= Ashalchi Oki =

Russian poet (1898–1973)

Ashalchi Oki (16 April 1898, Kuzebaevo, Yelabuzhsky Uyezd, Vyatka Governorate, Russian Empire - October 31, 1973, Alnashi, Udmurt ASSR) is the literary pseudonym of the first Udmurt woman poet and writer Akilina Grigoryevna Vekshina who received notability in the twenties. She was also known as an ophthalmologist, front-line doctor, and an honored doctor of the Udmurt Autonomous Soviet Socialist Republic.

==Biography==
Akilina Grigoryevna was born into a peasant family in the village of Kuzebaevo. She was educated at the Karlygan Votsk teacher's school in 1914, she studied with the Kazan workers' faculty in 1921, and with the medical faculty of Kazan University in 1927.

The first poems and stories of Ashalchi Oki appeared in 1918, on the pages of the Udmurt newspaper "Udmurt dunne." In 1928, the first collections of poems including "By the Road" ("Sures Duryn") was published. In 1933, Ashalchi Oki was subjected to political repression: she was accused of having connections with nationalists, after which she abandoned her creative work.

In 1928, she worked as an ophthalmologist in the Yukamensky and Alnashsky districts. She trained in Odessa with Vladimir Filatov.

She was a Member of the Great Patriotic War serving in the Red Army since July 20, 1941. She was a medical captain. For a year and a half she was in charge of the department of toxic gas-gangrenous infection, then she was an intern at the Surgical Field Mobile Hospital No. 571 (the 303rd mobile evacuation point of the 3rd Army of the Belorussian Front). She was awarded medals "For Military Merit" (1944), "For the Capture of Berlin" (1945), and "For Victory over Germany" (1945).

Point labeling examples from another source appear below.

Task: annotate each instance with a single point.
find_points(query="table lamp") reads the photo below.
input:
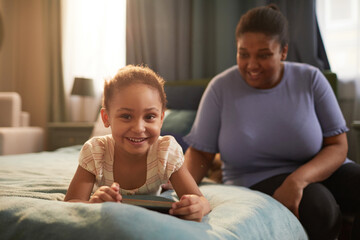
(83, 87)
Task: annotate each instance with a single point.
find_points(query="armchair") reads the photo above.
(16, 136)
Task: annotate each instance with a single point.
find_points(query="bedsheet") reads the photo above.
(32, 187)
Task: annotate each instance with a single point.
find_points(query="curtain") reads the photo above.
(56, 93)
(93, 47)
(193, 39)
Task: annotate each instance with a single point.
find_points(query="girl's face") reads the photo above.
(259, 59)
(135, 117)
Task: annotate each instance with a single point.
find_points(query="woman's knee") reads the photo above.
(319, 213)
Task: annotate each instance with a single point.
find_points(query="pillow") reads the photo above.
(178, 123)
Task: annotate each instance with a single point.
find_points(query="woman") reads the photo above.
(278, 128)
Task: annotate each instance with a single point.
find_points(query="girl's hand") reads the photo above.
(107, 194)
(191, 207)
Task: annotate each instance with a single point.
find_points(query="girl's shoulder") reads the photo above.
(99, 143)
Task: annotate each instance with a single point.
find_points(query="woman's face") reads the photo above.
(259, 59)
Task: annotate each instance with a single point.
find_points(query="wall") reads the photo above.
(22, 56)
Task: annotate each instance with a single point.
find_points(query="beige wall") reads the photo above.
(22, 56)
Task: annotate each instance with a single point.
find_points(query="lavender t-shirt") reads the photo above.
(264, 132)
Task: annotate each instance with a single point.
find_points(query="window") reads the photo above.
(93, 45)
(340, 28)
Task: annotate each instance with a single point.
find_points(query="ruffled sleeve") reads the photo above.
(92, 156)
(170, 157)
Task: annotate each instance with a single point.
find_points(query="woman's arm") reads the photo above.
(198, 163)
(322, 166)
(192, 205)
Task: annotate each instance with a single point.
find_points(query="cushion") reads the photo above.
(178, 123)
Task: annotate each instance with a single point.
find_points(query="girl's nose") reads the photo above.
(139, 126)
(253, 63)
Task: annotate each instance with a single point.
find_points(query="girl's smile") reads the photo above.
(135, 117)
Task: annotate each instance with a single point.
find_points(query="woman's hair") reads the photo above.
(267, 20)
(129, 75)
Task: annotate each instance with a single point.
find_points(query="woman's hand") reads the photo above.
(191, 207)
(107, 194)
(290, 194)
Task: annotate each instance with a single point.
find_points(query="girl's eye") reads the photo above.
(243, 55)
(265, 56)
(125, 116)
(150, 117)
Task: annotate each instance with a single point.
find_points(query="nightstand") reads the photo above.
(64, 134)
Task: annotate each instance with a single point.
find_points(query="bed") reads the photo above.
(33, 186)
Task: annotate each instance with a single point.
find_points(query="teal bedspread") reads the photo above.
(32, 187)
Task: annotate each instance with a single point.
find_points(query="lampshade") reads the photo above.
(83, 87)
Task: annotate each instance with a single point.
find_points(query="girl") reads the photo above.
(135, 159)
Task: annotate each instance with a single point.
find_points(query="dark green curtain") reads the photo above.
(192, 39)
(56, 92)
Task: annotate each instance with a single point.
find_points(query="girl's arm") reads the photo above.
(192, 205)
(322, 166)
(82, 184)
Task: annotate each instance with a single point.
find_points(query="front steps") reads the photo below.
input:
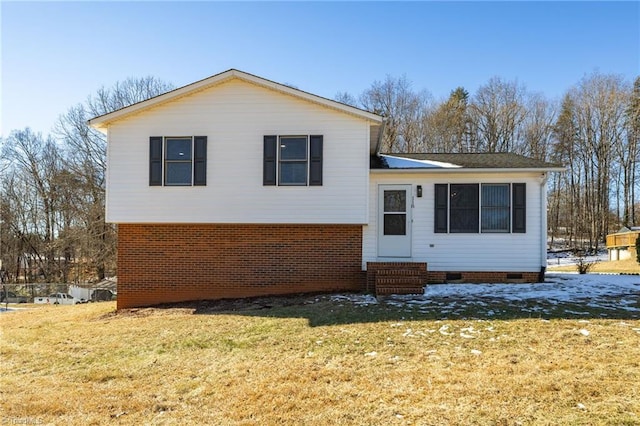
(385, 278)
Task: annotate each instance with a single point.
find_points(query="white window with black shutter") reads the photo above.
(292, 160)
(177, 161)
(480, 207)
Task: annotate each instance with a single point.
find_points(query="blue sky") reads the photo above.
(55, 54)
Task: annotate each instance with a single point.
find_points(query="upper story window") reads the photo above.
(496, 208)
(473, 208)
(178, 161)
(292, 160)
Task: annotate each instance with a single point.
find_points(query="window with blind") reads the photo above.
(486, 208)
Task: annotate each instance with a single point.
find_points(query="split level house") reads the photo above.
(237, 186)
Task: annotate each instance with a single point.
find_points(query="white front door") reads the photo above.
(394, 220)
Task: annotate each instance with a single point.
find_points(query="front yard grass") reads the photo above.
(316, 360)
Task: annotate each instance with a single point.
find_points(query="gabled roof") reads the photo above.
(460, 162)
(103, 121)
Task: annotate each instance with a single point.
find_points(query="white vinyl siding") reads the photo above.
(235, 116)
(488, 251)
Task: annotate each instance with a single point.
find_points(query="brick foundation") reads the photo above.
(177, 262)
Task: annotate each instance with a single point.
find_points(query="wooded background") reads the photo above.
(52, 226)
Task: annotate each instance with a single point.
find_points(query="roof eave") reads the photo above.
(102, 122)
(471, 170)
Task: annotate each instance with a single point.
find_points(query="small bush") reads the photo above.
(582, 265)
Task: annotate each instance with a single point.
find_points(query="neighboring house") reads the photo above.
(622, 244)
(237, 186)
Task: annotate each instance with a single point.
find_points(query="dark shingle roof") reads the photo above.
(498, 160)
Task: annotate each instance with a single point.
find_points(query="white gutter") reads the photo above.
(470, 170)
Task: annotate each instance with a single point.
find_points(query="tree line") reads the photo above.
(52, 193)
(52, 187)
(594, 131)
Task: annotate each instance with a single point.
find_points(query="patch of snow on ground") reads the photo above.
(562, 288)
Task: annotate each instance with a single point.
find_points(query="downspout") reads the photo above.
(543, 226)
(379, 142)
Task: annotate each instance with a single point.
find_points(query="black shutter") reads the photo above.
(440, 203)
(315, 160)
(155, 161)
(519, 208)
(270, 157)
(200, 160)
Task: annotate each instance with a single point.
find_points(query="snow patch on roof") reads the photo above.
(408, 163)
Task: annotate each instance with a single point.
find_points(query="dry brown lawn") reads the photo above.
(313, 363)
(629, 266)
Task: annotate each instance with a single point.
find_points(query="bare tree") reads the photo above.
(404, 109)
(86, 160)
(497, 111)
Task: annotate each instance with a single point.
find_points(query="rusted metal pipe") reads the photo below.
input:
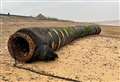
(30, 44)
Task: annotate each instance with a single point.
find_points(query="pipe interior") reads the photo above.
(20, 46)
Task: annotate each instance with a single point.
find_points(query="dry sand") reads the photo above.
(90, 59)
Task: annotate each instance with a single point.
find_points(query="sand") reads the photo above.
(90, 59)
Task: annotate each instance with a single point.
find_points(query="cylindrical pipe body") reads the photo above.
(29, 44)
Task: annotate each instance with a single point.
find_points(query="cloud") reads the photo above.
(81, 11)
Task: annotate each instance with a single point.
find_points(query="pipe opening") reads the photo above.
(20, 46)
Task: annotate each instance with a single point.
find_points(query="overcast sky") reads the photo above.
(79, 10)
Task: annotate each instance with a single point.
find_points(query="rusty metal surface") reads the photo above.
(31, 44)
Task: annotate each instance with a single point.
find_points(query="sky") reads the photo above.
(78, 10)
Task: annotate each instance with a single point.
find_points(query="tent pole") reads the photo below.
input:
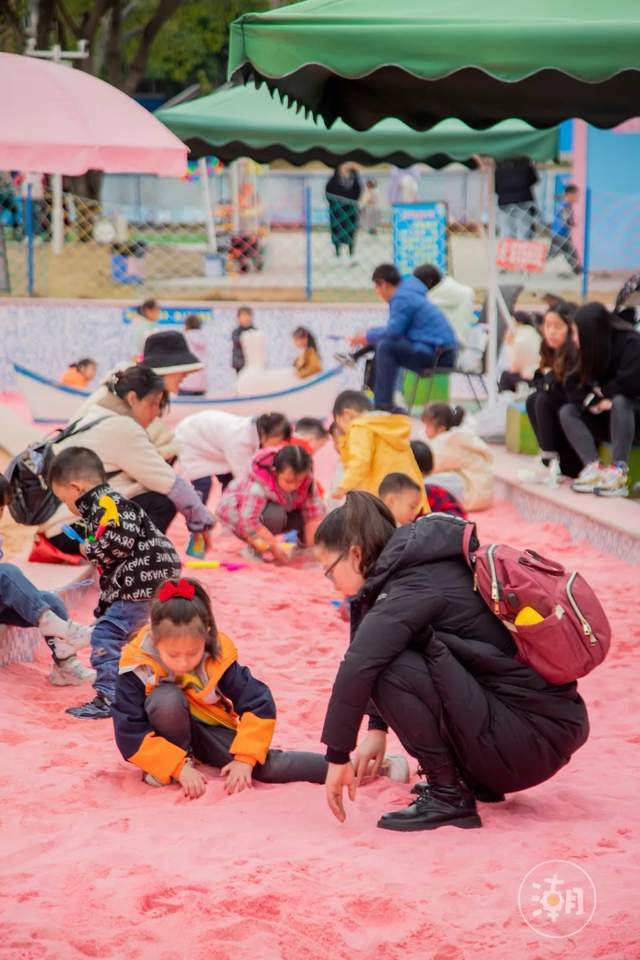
(235, 198)
(212, 243)
(492, 285)
(57, 216)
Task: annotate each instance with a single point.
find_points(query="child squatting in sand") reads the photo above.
(181, 695)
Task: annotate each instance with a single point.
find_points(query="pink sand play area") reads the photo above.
(94, 863)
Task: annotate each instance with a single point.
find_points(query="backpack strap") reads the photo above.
(72, 430)
(468, 536)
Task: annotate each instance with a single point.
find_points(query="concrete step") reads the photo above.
(611, 525)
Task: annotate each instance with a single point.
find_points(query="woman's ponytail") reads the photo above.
(444, 415)
(362, 521)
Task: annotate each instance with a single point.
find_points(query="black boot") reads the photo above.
(480, 793)
(438, 806)
(97, 709)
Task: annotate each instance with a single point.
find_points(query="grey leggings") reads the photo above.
(622, 427)
(169, 716)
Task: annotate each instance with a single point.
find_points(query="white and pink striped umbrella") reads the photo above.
(55, 119)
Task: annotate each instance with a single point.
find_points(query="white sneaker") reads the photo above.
(78, 636)
(396, 767)
(614, 483)
(71, 673)
(589, 478)
(549, 476)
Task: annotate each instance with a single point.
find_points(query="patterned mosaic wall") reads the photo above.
(47, 336)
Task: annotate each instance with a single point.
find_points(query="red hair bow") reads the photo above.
(182, 589)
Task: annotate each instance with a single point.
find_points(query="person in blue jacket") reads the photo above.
(416, 328)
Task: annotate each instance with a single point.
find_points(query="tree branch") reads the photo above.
(65, 17)
(14, 21)
(138, 65)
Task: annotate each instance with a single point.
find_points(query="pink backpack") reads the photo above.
(574, 636)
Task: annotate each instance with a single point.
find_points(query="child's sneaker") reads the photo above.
(588, 479)
(615, 481)
(396, 767)
(97, 709)
(78, 636)
(70, 673)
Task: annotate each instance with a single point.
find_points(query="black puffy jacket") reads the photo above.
(508, 727)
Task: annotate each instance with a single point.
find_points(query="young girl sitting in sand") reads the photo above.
(79, 374)
(462, 461)
(308, 362)
(276, 496)
(181, 695)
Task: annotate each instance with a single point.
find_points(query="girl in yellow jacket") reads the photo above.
(372, 444)
(462, 462)
(307, 363)
(181, 695)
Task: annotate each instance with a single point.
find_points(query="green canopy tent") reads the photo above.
(423, 61)
(244, 122)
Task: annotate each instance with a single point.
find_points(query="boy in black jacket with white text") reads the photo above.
(131, 554)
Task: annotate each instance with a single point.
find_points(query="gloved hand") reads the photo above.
(188, 503)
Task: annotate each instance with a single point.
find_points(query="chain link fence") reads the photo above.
(285, 239)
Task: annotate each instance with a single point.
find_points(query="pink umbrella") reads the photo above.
(54, 119)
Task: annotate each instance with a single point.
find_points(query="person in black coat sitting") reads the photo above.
(558, 360)
(604, 400)
(430, 660)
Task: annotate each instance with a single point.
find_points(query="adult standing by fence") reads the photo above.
(515, 180)
(117, 433)
(343, 193)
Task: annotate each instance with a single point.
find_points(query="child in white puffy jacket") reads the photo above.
(462, 461)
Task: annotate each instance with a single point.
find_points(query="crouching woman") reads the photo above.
(430, 660)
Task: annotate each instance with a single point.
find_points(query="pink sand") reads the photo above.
(96, 864)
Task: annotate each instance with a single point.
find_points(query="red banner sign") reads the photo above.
(522, 256)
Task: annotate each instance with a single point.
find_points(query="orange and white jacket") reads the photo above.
(220, 691)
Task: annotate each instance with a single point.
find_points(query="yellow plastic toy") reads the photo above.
(527, 617)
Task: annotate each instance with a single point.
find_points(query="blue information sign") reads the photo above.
(171, 316)
(420, 235)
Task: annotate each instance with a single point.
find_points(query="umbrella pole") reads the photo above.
(235, 198)
(492, 286)
(57, 216)
(212, 243)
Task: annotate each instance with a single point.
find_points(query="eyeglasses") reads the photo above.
(329, 570)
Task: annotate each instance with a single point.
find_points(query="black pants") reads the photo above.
(404, 696)
(203, 485)
(278, 520)
(169, 715)
(157, 506)
(543, 410)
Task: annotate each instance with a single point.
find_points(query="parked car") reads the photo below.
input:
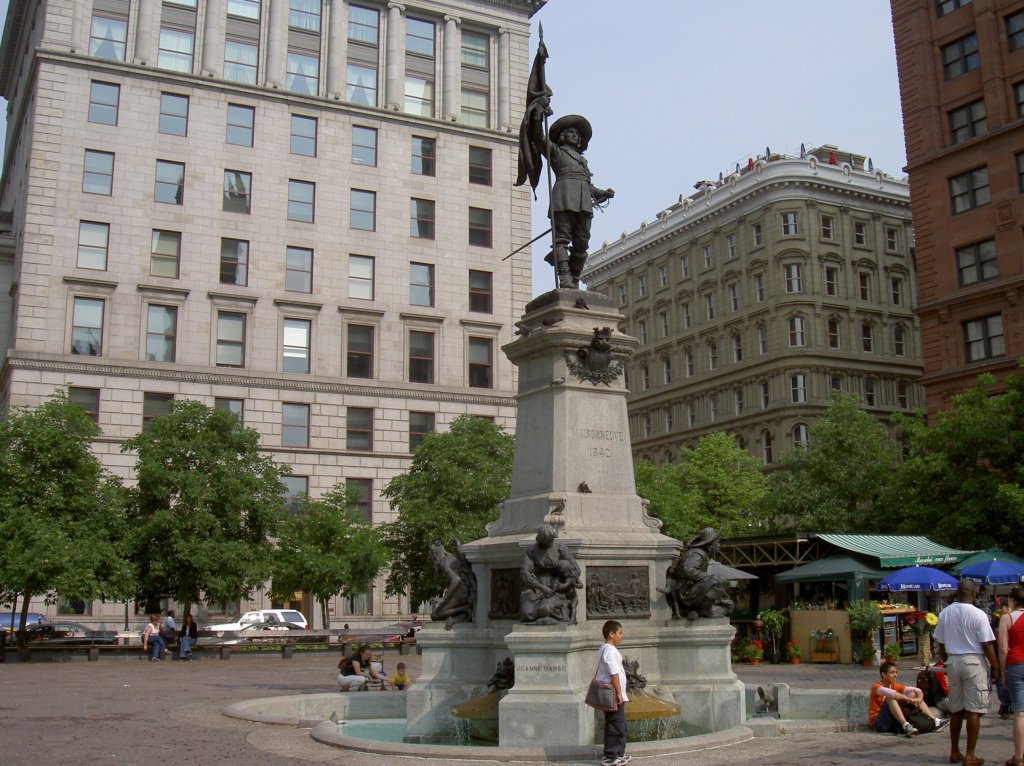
(258, 616)
(70, 634)
(9, 622)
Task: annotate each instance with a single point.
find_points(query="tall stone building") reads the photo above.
(757, 296)
(962, 83)
(295, 210)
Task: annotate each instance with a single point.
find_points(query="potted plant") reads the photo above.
(773, 622)
(793, 651)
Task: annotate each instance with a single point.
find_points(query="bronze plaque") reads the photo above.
(617, 592)
(505, 588)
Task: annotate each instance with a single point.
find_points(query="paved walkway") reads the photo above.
(131, 712)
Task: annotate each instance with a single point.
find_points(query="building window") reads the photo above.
(800, 436)
(303, 140)
(301, 201)
(170, 182)
(304, 14)
(967, 122)
(421, 284)
(302, 75)
(238, 185)
(834, 333)
(827, 230)
(961, 56)
(867, 337)
(359, 353)
(480, 292)
(233, 261)
(424, 156)
(983, 338)
(107, 38)
(295, 348)
(97, 172)
(87, 398)
(230, 339)
(480, 363)
(798, 388)
(899, 340)
(859, 233)
(360, 85)
(299, 269)
(93, 240)
(87, 327)
(896, 288)
(364, 145)
(796, 326)
(241, 59)
(421, 356)
(869, 397)
(360, 277)
(479, 166)
(832, 281)
(241, 122)
(359, 429)
(156, 406)
(173, 114)
(480, 227)
(864, 285)
(363, 214)
(165, 253)
(420, 424)
(175, 49)
(969, 190)
(1015, 31)
(977, 262)
(161, 331)
(794, 278)
(294, 425)
(103, 99)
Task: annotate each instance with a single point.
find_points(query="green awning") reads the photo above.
(897, 550)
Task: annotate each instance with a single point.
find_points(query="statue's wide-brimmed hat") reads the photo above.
(704, 538)
(582, 124)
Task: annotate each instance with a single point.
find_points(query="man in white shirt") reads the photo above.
(967, 645)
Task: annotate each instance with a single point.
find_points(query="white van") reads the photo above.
(263, 616)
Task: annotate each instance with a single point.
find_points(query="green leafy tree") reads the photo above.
(61, 515)
(205, 508)
(716, 483)
(450, 493)
(963, 477)
(327, 549)
(834, 483)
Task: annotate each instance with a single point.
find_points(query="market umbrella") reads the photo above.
(994, 571)
(918, 579)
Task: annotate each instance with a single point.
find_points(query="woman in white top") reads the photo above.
(610, 670)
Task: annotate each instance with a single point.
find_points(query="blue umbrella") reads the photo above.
(918, 579)
(994, 571)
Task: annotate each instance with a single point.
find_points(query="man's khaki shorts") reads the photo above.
(969, 683)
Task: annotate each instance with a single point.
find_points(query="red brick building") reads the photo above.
(962, 84)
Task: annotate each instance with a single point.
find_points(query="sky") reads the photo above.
(680, 90)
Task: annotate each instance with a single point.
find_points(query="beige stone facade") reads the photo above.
(294, 210)
(758, 295)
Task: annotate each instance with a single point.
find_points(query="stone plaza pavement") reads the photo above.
(125, 711)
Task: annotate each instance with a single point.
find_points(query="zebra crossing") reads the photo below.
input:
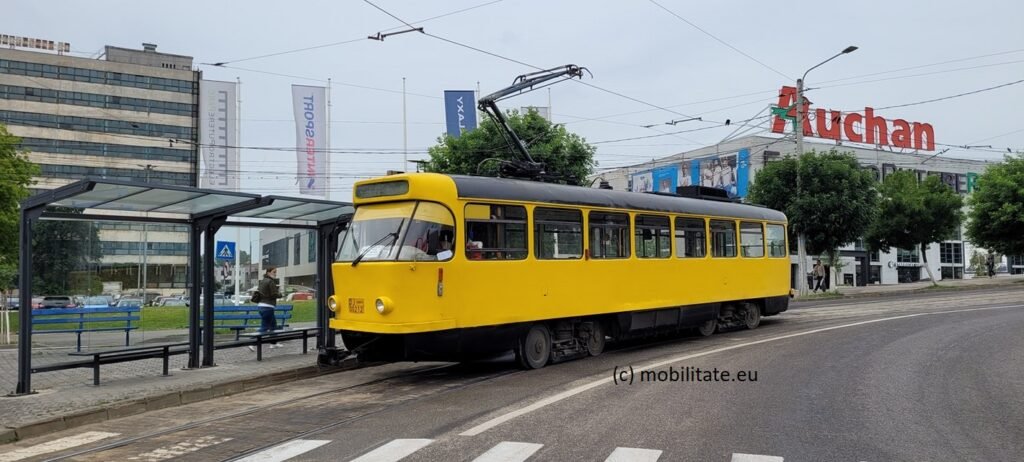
(392, 451)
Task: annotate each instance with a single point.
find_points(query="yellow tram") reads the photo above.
(454, 267)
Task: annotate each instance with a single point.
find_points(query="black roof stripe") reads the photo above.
(514, 190)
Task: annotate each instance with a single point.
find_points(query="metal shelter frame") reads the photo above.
(204, 211)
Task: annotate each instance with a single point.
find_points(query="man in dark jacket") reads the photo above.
(267, 301)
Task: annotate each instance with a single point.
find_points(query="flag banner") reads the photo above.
(460, 112)
(309, 105)
(218, 135)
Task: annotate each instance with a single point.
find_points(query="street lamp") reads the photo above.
(801, 238)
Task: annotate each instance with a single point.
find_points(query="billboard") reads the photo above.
(460, 112)
(218, 135)
(729, 172)
(309, 106)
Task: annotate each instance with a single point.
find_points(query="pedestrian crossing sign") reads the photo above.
(224, 250)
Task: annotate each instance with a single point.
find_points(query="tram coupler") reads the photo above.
(332, 357)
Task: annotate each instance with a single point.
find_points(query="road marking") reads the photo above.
(634, 455)
(509, 452)
(736, 457)
(56, 445)
(394, 450)
(180, 449)
(287, 451)
(573, 391)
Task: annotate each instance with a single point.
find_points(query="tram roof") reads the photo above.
(514, 190)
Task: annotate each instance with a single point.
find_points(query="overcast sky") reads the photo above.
(716, 60)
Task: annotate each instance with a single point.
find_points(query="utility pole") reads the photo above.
(145, 239)
(801, 236)
(404, 130)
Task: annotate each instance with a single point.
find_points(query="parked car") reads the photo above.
(172, 302)
(57, 301)
(130, 301)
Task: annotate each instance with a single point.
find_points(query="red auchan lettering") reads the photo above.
(855, 127)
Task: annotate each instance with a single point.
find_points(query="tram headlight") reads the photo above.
(384, 305)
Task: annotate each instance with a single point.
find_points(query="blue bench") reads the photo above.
(80, 318)
(240, 319)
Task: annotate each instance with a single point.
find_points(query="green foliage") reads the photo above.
(16, 171)
(563, 154)
(912, 212)
(996, 217)
(837, 201)
(59, 248)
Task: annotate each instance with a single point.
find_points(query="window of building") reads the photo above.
(609, 235)
(776, 241)
(752, 240)
(311, 246)
(496, 232)
(691, 241)
(723, 239)
(951, 252)
(952, 273)
(652, 237)
(907, 256)
(557, 234)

After demobilization from the army in October 1946, she worked as a doctor at the Alnash regional hospital. She was awarded the Order of the Badge of Honor (1958), and she was an Honored Doctor of the Udmurt Autonomous Soviet Socialist Republic.

==Creative work==
In the work of Ashalchi Oki, the theme of the spiritual wealth of an Udmurt woman occupies a central place. The poet introduced into literature the image of a shy Udmurt girl, reaching out for a new life. She also highlights the problem of humiliation of a woman's dignity. Several poems by Ashalchi Oki became the basis for songs.

Ashalchi Oki's poems were translated into foreign languages in the USSR and abroad.

Ashalchi Oki translated Pushkin (“If life deceives you”) and Heine into the Udmurt language. After 1956, she wrote a number of stories for children.

==Legacy==
- In 1987, the Ashalchi Oki House-Museum was opened in the village of Alnashi.
- In 1994, the Udmurt National Literary Prize named after Ashalchi Oki was established.
- In 1998, a collection of poems by the author was published in the Udmurt and Russian languages. In the same year, the first issue of a women's magazine was published, and named "Ashalchi" in memory of her.
- In 2002, the Grakhovo Museum of Local Lore was named after the poet.

==See also==
- Aivo Ivi - Udmurt writer and songwriter, brother of Ashalchi Oki.